Sony Computer Entertainment America‘s (SCEA) press conference at E3 sizzled with bright lights and giant screens as it projected products for 2004. One of the highlights was the official announcement of Sony’s PSP (PlayStation Portable).
The PSP is a hand-held video game system similar to Nintendo’s Game Boy. However unlike Game Boy and other hand-held devices in the past that were made solely to play video games, the PSP will provide more integrated entertainment capabilities.
“We are moving into the 21st century with the mobile device,” said Kazuo Hirai, CEO of SCEA. “And the PSP is as revolutionary as the PS2.”
The sleek hand-held gaming unit is another innovation in Sony’s pocket and is looking to beat out all other hand-held gaming devices in both the current market and in the future. The biggest selling point is the huge 4.3″, 16.9″ widescreen TFT LCD screen. Clocking in at 480 x 272 pixels and 1.677 million colors, the PSP’s screen displays incomparable sharpness and brilliance.
The PSP will have the ability to play superior-quality videos and movies via Sony’s optical proprietary media disk, the UMD (universal media disk). The PSP will also have wireless connectivity, enabling users to download content, music, videos and more. Parental control will also be available.
What is really piquing the interest of video game and technology fans is that the PSP acts in some ways as a cross between a PDA and a mini-computer.
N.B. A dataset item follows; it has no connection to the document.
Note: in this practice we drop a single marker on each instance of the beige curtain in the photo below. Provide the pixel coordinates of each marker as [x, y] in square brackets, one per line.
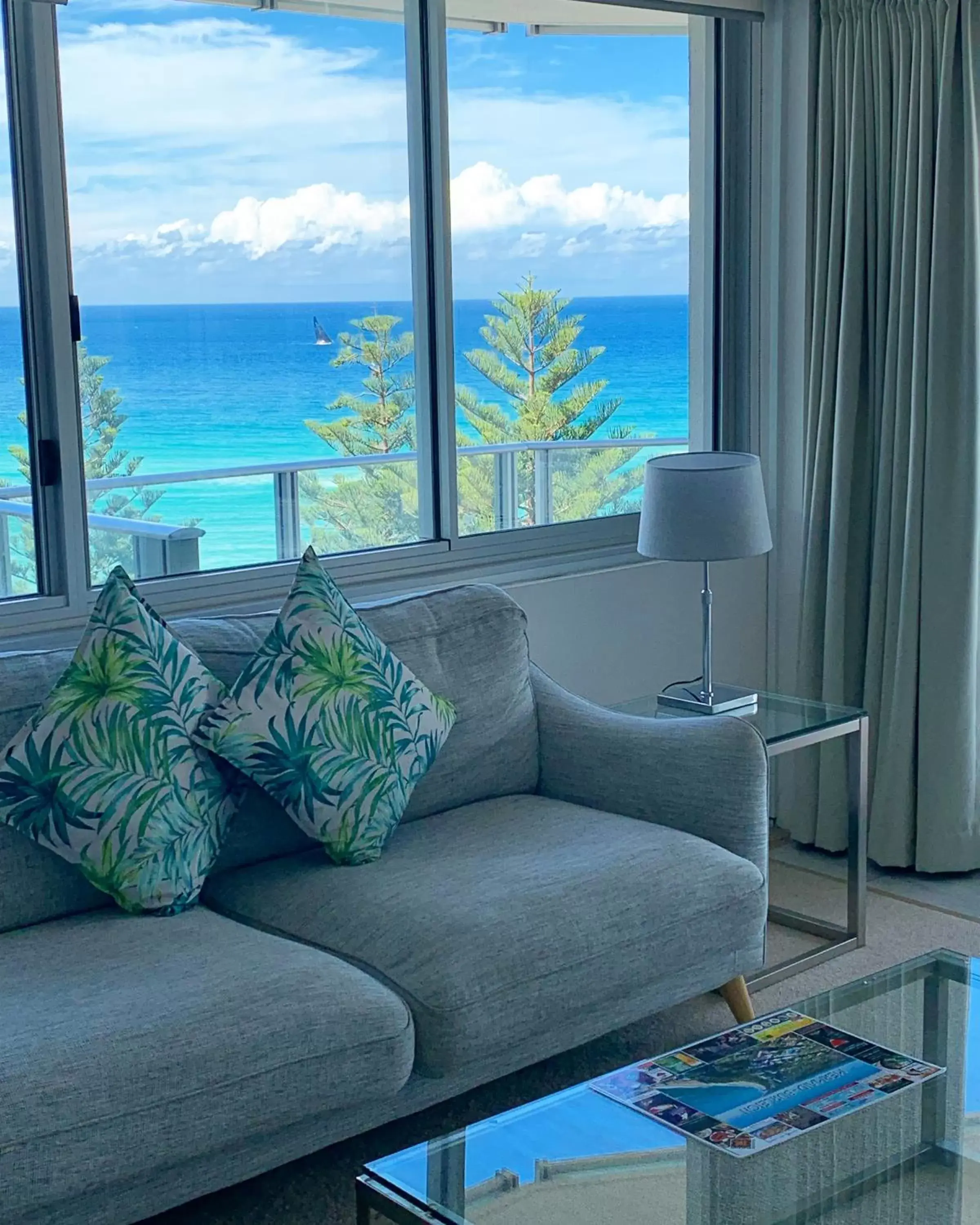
[892, 506]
The PSP will have IEEE 802.11b connectivity (high-speed wireless connection), USB 2.0 connectivity, a Memory Stick PRO Duo reader (for Sony’s smart cards which currently can hold up to 512 MB of information), IrDA (infrared readability) and an IR remote.
Though not officially announced, the accessories being looked into include fiber optic-looking mini-glass panel keyboards, cellular phone adaptors, clothing and other lifestyle-related accessories.
Though no price point has been revealed, Hirai was quick to define the target audience for the PSP. “The primary target we are looking at is the 18- to 34-year-olds who are more likely to use their disposable income on new technology,” he said. “Our second market is the teen market.”
Sony also announced a price drop to $149 on PlayStation 2 consoles. “SCEA is looking to demonstrate its continuing growth on the PS2,” Hirai said.
The price drop came at a time after SCEA had already reached 90 percent of its overall PlayStation 2 sales volume.